Faced with a global recession, clear and careful thinking is in order. Undoubtedly, the recession will strike a heavy blow to the nation's employment situation and to its local economies. The effects will be felt for years to come. It is the government's responsibility to use its power to expand the social safety net and protect the quality of people's lives.


On the other hand, the nation's public finances are in a shambles.

The combined long-term debts of the central and local governments are equal to 150 percent of the nation's annual gross domestic product. We're on a treadmill of debt.


The government must not relax its fiscal discipline without first devising effective strategies to prevent a further deterioration of the nation's fiscal health.


Prudence is of utmost importance. That means singling out the policy areas that are sure to produce payoffs in future and placing a high priority on concentrating fiscal resources in these areas.


Potential candidates for government policy support include, for example, environmental and energy technologies that will become indispensable 10 years or 20 years down the road. The government should also support efforts to develop infrastructures that can meet the needs of the nation's rapidly aging population, and it should ensure that the Tokyo metropolitan area is less vulnerable to strong earthquakes.


The sad truth about past fiscal stimulus packages is that when the fiscal spigot was opened, it created a flood of pork-barrel spending initiated by vote-seeking politicians.


If the new spending drive includes proposals to give away cash or for dubious road and dam projects, Aso's government will find it hard to answer criticism from future generations forced to foot the bill.


Discerning necessary policy measures from frivolous boondoggles requires excellent judgment.

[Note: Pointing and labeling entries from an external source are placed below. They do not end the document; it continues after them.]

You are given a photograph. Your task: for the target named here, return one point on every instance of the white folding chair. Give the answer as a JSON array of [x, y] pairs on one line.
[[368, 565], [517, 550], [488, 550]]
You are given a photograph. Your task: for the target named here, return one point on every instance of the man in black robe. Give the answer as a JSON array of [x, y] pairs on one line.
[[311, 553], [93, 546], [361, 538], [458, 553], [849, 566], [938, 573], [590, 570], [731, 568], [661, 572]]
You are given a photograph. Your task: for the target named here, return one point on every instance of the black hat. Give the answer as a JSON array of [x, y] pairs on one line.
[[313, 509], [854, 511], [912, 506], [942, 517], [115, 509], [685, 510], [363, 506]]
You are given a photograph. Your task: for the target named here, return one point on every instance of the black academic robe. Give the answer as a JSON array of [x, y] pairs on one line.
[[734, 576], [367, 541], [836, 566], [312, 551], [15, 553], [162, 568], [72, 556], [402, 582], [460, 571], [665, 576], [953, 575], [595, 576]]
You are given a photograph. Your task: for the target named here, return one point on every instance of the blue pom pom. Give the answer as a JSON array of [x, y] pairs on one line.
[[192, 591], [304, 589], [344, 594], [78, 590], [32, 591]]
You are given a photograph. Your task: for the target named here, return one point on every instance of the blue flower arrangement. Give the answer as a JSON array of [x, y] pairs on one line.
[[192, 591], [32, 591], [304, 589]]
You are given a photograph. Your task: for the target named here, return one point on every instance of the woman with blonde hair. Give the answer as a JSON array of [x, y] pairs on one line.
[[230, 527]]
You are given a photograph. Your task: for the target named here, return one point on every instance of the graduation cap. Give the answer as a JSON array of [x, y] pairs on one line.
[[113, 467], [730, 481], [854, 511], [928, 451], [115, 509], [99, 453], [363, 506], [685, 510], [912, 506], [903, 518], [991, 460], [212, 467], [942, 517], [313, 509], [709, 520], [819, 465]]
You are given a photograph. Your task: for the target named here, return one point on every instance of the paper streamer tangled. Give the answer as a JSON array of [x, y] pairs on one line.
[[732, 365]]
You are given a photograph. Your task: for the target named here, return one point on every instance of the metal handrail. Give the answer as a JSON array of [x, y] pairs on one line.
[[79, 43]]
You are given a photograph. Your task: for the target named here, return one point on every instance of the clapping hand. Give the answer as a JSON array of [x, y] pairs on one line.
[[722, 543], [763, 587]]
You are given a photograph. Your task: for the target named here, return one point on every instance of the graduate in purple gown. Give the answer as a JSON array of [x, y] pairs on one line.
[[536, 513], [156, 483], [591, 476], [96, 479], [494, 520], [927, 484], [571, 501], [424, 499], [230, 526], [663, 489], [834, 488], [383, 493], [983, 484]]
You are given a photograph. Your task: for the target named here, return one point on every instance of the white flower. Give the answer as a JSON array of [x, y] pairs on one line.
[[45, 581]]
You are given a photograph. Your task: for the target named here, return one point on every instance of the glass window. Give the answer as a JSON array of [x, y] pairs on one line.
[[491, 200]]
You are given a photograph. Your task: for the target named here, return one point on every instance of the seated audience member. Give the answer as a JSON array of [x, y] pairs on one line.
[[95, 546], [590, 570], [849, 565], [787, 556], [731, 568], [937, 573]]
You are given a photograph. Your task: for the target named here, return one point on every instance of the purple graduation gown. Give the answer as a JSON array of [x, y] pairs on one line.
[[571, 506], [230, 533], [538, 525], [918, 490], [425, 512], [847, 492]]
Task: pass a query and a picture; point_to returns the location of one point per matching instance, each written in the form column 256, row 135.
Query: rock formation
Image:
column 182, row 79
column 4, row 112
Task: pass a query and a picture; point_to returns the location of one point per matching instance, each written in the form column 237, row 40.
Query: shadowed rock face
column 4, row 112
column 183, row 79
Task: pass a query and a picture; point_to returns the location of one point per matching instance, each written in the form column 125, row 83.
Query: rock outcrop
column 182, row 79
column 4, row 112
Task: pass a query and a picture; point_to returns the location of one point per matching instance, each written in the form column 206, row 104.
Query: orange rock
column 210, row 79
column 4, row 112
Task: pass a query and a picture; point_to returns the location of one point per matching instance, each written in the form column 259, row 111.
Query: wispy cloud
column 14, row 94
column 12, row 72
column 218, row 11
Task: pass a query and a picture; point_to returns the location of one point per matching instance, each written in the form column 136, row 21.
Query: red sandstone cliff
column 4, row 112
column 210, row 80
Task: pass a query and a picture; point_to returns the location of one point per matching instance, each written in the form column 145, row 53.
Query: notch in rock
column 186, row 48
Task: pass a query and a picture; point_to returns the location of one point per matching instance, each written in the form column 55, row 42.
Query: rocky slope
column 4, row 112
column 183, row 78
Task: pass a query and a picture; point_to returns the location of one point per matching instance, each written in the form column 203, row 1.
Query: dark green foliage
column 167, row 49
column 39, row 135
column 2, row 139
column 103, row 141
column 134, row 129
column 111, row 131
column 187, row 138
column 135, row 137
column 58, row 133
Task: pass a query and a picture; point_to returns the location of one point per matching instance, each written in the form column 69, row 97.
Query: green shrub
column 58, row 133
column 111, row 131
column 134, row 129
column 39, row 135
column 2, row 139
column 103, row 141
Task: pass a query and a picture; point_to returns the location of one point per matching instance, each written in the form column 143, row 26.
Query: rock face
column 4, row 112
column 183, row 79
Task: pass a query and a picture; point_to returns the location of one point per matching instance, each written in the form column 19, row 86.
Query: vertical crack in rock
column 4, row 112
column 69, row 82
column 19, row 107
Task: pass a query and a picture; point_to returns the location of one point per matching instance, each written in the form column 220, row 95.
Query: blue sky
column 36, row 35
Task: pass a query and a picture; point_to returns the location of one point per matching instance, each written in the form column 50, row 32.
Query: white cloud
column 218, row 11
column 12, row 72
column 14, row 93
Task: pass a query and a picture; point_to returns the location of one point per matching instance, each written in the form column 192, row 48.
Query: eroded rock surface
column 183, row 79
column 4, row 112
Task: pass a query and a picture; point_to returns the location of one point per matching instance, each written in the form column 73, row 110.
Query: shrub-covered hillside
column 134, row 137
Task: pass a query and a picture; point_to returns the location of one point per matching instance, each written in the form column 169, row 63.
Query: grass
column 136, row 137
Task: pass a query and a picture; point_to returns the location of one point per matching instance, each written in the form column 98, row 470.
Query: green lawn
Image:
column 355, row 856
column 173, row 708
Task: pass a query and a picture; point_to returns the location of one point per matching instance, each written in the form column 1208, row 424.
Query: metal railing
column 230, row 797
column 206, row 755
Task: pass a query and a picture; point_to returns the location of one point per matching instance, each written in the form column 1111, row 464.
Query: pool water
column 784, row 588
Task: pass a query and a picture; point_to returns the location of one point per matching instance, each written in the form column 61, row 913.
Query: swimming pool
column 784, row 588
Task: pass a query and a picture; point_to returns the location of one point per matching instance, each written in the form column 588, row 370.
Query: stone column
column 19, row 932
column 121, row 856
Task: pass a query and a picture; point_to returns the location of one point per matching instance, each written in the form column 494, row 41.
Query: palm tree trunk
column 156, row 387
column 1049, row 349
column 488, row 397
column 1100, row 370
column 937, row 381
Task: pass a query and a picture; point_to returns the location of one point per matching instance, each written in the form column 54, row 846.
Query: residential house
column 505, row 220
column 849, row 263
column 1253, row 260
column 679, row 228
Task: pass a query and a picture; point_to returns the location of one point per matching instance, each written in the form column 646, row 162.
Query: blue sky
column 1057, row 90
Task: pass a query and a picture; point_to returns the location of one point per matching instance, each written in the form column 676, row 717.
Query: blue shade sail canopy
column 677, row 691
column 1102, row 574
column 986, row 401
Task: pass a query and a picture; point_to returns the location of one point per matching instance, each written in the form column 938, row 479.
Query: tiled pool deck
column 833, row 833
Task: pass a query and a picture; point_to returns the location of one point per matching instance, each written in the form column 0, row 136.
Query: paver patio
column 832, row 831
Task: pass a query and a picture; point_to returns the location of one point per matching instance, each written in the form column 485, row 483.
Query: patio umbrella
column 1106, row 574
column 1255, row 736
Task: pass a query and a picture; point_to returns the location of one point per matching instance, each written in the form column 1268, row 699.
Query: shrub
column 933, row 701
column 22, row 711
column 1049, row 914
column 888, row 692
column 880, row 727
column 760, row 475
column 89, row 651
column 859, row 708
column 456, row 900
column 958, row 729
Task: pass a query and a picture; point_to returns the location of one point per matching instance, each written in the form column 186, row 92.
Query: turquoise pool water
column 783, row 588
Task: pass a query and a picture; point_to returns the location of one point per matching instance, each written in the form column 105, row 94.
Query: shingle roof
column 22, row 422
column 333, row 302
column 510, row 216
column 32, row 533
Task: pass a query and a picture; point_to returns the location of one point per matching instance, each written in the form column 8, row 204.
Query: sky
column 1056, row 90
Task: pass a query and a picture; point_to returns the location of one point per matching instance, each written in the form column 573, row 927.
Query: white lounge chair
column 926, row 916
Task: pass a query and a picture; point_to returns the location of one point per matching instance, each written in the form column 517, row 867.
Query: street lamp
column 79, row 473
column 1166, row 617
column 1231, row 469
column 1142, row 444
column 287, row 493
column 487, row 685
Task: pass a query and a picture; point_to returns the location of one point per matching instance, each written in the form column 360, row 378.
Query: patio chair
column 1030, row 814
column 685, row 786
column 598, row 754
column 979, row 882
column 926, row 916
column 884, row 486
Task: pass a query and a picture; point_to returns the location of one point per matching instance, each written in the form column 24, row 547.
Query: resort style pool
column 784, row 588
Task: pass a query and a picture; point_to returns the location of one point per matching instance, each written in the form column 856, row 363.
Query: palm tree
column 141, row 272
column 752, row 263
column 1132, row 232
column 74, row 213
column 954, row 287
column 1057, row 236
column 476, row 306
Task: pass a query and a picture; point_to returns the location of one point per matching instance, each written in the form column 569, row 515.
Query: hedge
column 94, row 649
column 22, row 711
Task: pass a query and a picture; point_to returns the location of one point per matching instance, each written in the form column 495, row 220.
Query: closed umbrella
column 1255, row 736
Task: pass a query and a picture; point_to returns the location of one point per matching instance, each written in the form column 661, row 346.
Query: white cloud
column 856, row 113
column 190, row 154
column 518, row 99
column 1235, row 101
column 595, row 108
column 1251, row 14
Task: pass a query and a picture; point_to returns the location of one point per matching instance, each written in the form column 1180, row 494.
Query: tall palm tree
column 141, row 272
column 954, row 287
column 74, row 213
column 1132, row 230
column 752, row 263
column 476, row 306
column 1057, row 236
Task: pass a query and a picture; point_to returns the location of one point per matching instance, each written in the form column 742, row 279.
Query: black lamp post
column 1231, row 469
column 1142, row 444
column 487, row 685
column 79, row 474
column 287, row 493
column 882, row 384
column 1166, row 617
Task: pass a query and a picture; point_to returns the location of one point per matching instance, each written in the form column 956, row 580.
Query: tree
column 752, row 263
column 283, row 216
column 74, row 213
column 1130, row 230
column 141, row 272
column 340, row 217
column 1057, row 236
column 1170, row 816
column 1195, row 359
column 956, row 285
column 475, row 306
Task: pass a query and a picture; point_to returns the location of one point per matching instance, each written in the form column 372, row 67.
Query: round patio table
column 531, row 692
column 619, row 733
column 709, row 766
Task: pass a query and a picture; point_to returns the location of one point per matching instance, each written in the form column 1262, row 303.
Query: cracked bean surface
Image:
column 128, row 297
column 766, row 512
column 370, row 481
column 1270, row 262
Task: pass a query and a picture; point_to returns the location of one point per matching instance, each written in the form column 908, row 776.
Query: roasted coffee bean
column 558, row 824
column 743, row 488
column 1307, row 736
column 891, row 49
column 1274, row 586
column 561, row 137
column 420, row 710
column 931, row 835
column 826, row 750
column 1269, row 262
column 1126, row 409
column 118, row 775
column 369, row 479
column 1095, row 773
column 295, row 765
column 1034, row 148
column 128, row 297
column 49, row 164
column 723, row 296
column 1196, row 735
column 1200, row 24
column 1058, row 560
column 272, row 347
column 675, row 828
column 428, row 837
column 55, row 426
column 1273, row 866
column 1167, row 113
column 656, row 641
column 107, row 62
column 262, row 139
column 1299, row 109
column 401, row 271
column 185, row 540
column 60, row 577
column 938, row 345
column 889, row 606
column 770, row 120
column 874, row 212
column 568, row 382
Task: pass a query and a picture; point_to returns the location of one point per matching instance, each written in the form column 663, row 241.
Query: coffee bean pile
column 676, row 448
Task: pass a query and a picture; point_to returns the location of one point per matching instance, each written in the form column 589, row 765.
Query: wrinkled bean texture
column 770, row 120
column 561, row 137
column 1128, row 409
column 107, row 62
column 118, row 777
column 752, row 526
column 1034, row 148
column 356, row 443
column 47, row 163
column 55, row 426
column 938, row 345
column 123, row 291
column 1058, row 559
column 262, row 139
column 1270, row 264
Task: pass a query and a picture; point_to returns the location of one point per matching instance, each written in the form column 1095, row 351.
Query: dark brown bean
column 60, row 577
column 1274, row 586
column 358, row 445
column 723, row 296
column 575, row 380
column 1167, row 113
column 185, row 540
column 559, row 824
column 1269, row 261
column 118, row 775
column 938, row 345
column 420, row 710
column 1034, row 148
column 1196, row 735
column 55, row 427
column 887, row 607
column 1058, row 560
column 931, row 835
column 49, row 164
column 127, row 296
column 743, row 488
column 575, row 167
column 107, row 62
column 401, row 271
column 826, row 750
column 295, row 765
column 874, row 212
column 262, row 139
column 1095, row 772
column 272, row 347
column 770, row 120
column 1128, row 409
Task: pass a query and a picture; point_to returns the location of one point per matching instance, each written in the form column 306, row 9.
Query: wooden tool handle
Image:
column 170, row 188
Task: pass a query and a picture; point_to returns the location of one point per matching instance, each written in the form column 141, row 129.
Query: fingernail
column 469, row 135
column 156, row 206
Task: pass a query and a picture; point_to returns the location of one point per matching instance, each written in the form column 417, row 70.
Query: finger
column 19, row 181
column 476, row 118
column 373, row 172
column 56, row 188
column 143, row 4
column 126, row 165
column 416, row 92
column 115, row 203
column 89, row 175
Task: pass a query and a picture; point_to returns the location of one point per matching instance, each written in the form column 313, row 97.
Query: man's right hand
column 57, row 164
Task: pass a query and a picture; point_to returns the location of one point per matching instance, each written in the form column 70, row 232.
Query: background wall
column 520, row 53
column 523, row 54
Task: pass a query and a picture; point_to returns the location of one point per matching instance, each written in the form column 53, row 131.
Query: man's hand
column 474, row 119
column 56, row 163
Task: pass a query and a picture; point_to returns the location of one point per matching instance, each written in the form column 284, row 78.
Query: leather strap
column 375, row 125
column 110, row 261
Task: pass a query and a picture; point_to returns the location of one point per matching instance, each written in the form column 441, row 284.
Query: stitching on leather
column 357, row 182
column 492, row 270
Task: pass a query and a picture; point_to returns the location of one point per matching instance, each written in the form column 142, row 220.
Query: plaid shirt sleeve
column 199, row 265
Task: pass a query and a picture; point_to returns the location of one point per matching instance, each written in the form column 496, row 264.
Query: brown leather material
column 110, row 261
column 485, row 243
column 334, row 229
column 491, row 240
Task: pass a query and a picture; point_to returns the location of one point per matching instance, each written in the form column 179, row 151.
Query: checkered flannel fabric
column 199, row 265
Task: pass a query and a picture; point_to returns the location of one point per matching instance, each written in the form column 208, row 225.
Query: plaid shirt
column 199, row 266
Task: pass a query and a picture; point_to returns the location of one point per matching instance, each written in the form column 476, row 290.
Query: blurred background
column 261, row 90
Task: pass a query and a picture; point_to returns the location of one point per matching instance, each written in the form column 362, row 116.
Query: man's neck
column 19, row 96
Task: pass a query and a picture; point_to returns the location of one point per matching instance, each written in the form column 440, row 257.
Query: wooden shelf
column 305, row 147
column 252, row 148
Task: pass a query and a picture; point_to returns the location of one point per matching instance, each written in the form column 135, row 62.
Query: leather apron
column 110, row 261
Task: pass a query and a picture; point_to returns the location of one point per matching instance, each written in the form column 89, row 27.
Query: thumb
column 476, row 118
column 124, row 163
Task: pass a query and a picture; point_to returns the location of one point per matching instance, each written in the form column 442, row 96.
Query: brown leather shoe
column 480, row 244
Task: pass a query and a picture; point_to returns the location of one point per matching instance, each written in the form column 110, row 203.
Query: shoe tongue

To make the right decisions, our political leaders must have a clear and viable vision for the future of Japan's society and economy.


We cannot help but wonder if Aso and his administration are politically strong enough to tackle this tough challenge and lay a solid foundation for building a brighter future for the nation.


Only through an election can Aso's administration gain the clear public mandate it needs to pursue its policy agenda with vigor.


Aso has his back to the wall


If the entire fiscal rehabilitation agenda must be shelved temporarily in order to put the economy back on a growth track, then the government must also set up effective measures to prevent profligate spending.


One possible step would be passing a Cabinet resolution that would reinstate the budget austerity regimen as soon as the economy resumes growth. It would in effect place a time limit on the fiscal free-spending policy.


As the nation's history shows, Japan's governments have tended to become addicted to the idea of nonstop spending to achieve economic growth, piling on debt to finance a "stimulant" habit. To ensure that Aso's envisioned fiscal expansion will remain in line with the aim of cleaning up public finances, the government needs to create a strict framework for maintaining discipline in spending.


But taking such measures requires powerful political muscle. Aso must exert solid control over the ruling camp. To ensure the budget and other spending plans are enacted as envisioned, the government also needs to figure out ways to win the support of the opposition camp, which controls the Upper House. The Aso administration now has its back to the wall.